Por Portal do Trânsito 01/07/2013 09h09
Foto: Foto ilustração
Neste mês de junho a Lei Seca completa cinco anos de vigência. A Lei 11.705/2008 foi recebida com otimismo pelas autoridades e alardeada pela imprensa com grande empolgação, pois tinha como principal “missão” ser a grande responsável pela queda do número de mortes no trânsito.

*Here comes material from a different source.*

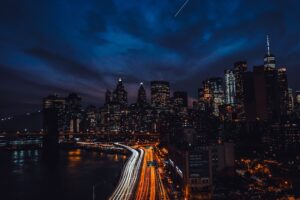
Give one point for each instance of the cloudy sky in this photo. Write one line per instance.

A Lei Seca trouxe alterações tanto para o Código de Trânsito Brasileiro (CTB) quanto para a Lei 9.294/96, que dispõe sobre “as restrições ao uso e à propaganda de produto fumígeros, bebidas alcoólicas, medicamentos, terapias e defensivos agrícolas”. No tocante às alterações então promovidas no CTB, a Lei 11.705/2008, logo em seu artigo 1º, já deixava claro que duas, basicamente, eram as suas finalidades, quais sejam, “estabelecer alcoolemia 0 (zero) e impor penalidades mais severas para o condutor que digirir sob a influência do álcool”.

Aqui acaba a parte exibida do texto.